The historic Huntington Library in Southern California is continuing its massive $100-million, two-project expansion. The 96-yr-old facility is building a new $65-million Education and Visitor Center on one part of its 150-acre campus and is completing the $40-million Liu Fang Yuan Chinese Garden in another area.

Photos courtesy of Huntington Library
Additions include the Waveless Boat Pavilion (above), which evokes a boat gliding across the water, and the newly completed 1,129-sq-ft Clear and Transcendent Pavilion (below), which serves as a lakeside performance space.

The latest construction milestone was met with the March 8 addition of two new pavilions and a rock grotto as part of the $22-million Phase II of the Chinese Garden. The $19.3-million Phase I of the garden opened in 2008.

The newly completed 1,129-sq-ft Clear and Transcendent Pavilion serves as a lakeside performance space that will soon boast a large adjoining courtyard to be dubbed the Court of Assembled Worthies.

The new 730-sq-ft Waveless Boat Pavilion will feature distinctive architecture, evoking a boat gliding across the water. Created with the help of a $1.5-million grant from Andrew and Peggy Cherng (owners of the Panda Restaurant Group), this attraction will be a dramatic focal point in the garden.

The Rock Grotto, which got a $1-million gift from Wallis Annenberg and the Annenberg Foundation, is known as Lingering Clouds Peak. Visitors strolling through the grotto pass under a cascading waterfall.

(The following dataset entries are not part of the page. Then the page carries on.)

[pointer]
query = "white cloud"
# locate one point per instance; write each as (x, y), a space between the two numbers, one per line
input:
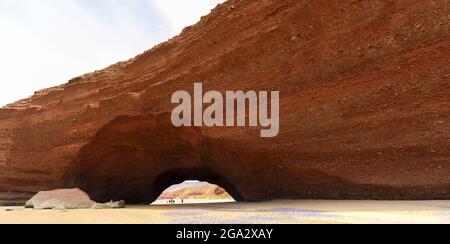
(182, 13)
(47, 42)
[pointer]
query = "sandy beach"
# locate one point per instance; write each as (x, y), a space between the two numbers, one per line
(277, 212)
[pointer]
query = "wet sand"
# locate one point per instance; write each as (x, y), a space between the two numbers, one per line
(277, 212)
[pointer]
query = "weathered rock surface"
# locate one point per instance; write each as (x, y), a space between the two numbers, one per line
(68, 199)
(365, 109)
(60, 199)
(200, 191)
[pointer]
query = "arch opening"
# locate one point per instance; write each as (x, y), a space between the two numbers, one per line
(198, 185)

Water and rocks are essential features of a Chinese garden, representing nature’s yin and yang—the ever-changing and the eternal.

The Phase II project, slated to finish in spring 2015, is being led by ValleyCrest of Calabasas, Calif., as contractor; Los Angeles-based Jim Fry as architect of record; and Suzhou Institute of Landscape Architecture and Design (SILAD) as design architect.

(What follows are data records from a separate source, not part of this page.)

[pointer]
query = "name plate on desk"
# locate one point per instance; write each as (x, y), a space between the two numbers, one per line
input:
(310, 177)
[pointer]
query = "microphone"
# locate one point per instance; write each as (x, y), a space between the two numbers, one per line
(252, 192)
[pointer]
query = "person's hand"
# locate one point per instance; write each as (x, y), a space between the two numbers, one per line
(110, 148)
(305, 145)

Because SILAD is a Chinese company, they cannot submit plans for plan check in the US, says Laurie Sowd, vice president for operations and project manager for the Huntington. She says Jim Fry took SILAD's design development drawings and had them detailed and engineered to meet local building codes.

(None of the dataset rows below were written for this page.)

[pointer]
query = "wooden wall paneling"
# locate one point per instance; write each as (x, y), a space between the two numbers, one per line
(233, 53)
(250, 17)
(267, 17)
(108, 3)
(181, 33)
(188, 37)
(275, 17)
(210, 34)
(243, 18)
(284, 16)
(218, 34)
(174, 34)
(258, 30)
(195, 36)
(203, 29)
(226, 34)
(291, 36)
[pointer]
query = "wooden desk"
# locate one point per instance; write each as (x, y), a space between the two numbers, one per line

"My process was more of design modification," says Fry. "For example, the seat wall design in many of the pavilions needed to function as a guardrail in many locations, so by slightly adjusting the proportions we were able to have it qualify as such. I devised accessible routes to every area and pavilion in the garden, and made other modifications to insure the basic building design met our building codes."

Other features planned for the garden include a small gallery for displaying Chinese art, a poetry garden, a terraced court for penjing (a horticultural art similar to Japanese bonsai), and a hillside pavilion. Bill Rope, director of pre-construction for ValleyCrest, says crews are currently working on the substructures for the next phase of the garden which will include the 300 sq-ft Stream View Pavilion, the 935 sq-ft Northern Hall and a covered walkway.

Rope says the most challenging part of the project is maintaining the integrity of a classical Chinese Garden within the confines of the local building code.